Император не дал цензору договорить: лицо его побелело от гнева, и, указывая пальцем на него, он вскричал:
— Осмелился на утреннем совете так рычать! Есть ли ещё для тебя в глазах закон и власть?
Но цензор ответил:
— Ваше величество говорите, будто я кричу в зале, а я с этим не согласен. Ведь этот зал — место, где сановники должны говорить о делах, рассуждать, по правде. Если уж здесь нельзя излагать мысль, то где же нам, подданным, ещё говорить? Я, может быть, глуп и неразумен, сказал не так, прошу государя прямо указать мне на ошибку.
Император стиснул зубы:
— Вы не глупы… вы слишком уж хитры и умны! Стража! Уведите его!..
Не успел он договорить, как вперёд шагнул чиновник в алом одеянии, то был помощник министра финансов Хуан Син. Он твёрдо произнёс:
— Ваше величество, по законам предков, говорящий не виновен.
Император на миг опешил, а затем закричал:
— Вон, прочь его! Уведите!
Но цензор и не стал дожидаться, пока воины выйдут. Он лишь глубоко поклонился государю, откинул рукав и гордо вышел из зала.
Императору бы не гневаться — и, может быть, всё улеглось. Но раз уж он вспыхнул, тут же и другие сановники, доселе молчавшие, начали выступать один за другим. Одни утверждали, что Гу Сылинь виновен в служебной небрежности и заслуживает наказания; другие говорили, что генерал и вправду состарился, здоровье его подорвано; третьи же стояли за него горой, уверяя, что его сердце исполнено преданности, и государь должен проявить милосердие.
Но все сходились в одном: надлежит милостиво утвердить челобитную генерала.
Не успели те договорить, как вперед выступили новые голоса: мол, генерал лишь излишне сам себя корит, а слова в прошении, это обычные смиренные формулы, государю и сановникам не пристало принимать их всерьёз. Более того, в военном деле надобно полагаться на действительность: исход сражения на передовой невозможно заранее просчитать. Если бы всё можно было сосчитать наперёд, то и несмышлёный мальчишка сумел бы быть полководцем!
Ещё кто-то заметил: если сейчас генерала сменить, то это будет в точности по сердцу врагам.

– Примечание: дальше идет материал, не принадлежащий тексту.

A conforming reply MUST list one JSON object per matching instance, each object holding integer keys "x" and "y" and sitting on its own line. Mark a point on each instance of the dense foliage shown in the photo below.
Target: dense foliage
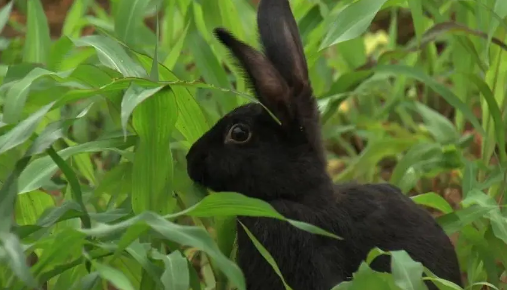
{"x": 99, "y": 111}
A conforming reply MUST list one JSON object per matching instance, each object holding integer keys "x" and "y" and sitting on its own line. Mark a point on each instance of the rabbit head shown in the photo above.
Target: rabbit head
{"x": 248, "y": 151}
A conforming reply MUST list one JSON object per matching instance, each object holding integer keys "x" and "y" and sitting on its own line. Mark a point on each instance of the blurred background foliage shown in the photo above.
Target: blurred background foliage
{"x": 94, "y": 192}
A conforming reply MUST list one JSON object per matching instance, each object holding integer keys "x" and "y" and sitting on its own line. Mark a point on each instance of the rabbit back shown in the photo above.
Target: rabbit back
{"x": 366, "y": 216}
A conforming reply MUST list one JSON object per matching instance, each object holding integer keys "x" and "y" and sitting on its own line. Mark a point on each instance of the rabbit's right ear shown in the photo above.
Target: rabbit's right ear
{"x": 271, "y": 88}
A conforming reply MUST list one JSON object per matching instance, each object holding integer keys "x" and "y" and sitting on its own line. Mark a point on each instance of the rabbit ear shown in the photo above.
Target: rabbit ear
{"x": 280, "y": 36}
{"x": 271, "y": 88}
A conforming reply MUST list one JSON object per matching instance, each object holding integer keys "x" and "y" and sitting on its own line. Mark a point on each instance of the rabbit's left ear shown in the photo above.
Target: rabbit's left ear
{"x": 283, "y": 47}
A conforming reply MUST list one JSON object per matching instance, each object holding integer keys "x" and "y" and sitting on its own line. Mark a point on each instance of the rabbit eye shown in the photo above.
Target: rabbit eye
{"x": 239, "y": 133}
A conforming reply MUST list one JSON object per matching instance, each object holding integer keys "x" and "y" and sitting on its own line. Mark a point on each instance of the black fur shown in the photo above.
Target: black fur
{"x": 285, "y": 166}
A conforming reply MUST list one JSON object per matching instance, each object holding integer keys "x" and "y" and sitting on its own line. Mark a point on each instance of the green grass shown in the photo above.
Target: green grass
{"x": 96, "y": 122}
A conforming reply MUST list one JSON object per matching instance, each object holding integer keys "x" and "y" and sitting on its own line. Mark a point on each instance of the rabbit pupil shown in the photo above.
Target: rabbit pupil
{"x": 239, "y": 133}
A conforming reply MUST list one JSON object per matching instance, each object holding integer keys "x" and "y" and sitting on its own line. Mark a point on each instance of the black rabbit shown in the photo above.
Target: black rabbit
{"x": 248, "y": 152}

А ведь тогда не счесть, сколько тёмных духов и чудовищ вылезет из щелей, чтобы пустить по миру клевету.
Тут же другой возразил: достойных полководцев в империи немало! Даже среди заместителей Гу Сылиня в Чанчжоу есть те, кто способен взять на себя всю тяжесть командования. Зачем держать больного генерала на границе? Враги ведь уже разбиты, и ещё долго не смогут оправиться. Разве не лучше сейчас же сменить стражу, позволить новому военачальнику освоиться с делами и подчинёнными? Иначе, если начнётся новая война, а генерал снова будет болен, что тогда делать?

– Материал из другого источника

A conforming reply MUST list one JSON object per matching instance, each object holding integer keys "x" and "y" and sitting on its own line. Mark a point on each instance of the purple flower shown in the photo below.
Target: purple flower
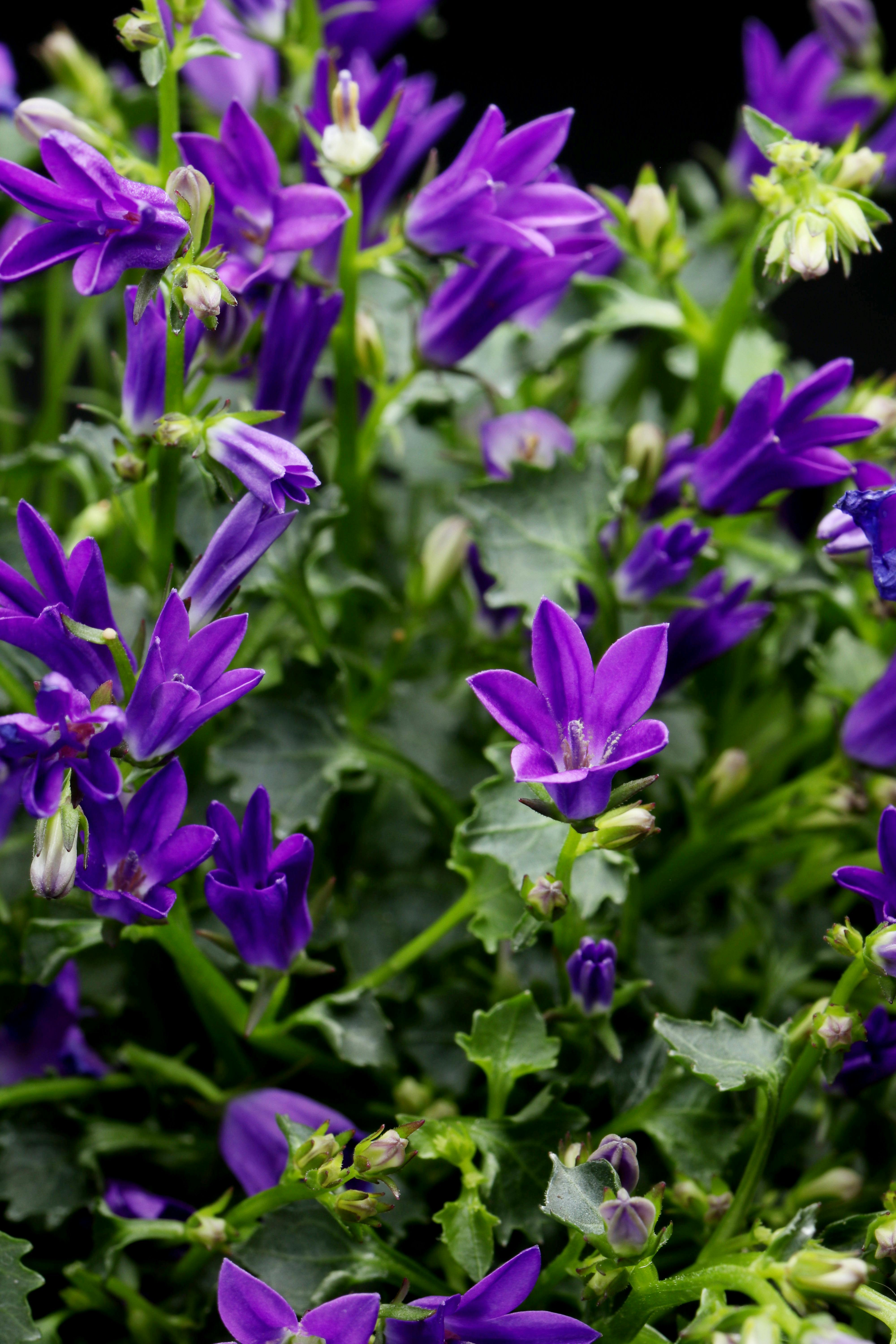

Первый же тут же огрызнулся: враги действительно разбиты. Но если именно после победы убрать генерала в сторону, разве это не будет точь-в-точь как в поговорке — «собаку после охоты сварить, лук после битвы спрятать»? Не это ли повод людям обвинять государя в неблагодарности?
Оппонент, взбешённый, закричал:
— Какое же это «убрать генерала»? Разве это не он сам просил сложить печать и уйти в отставку?!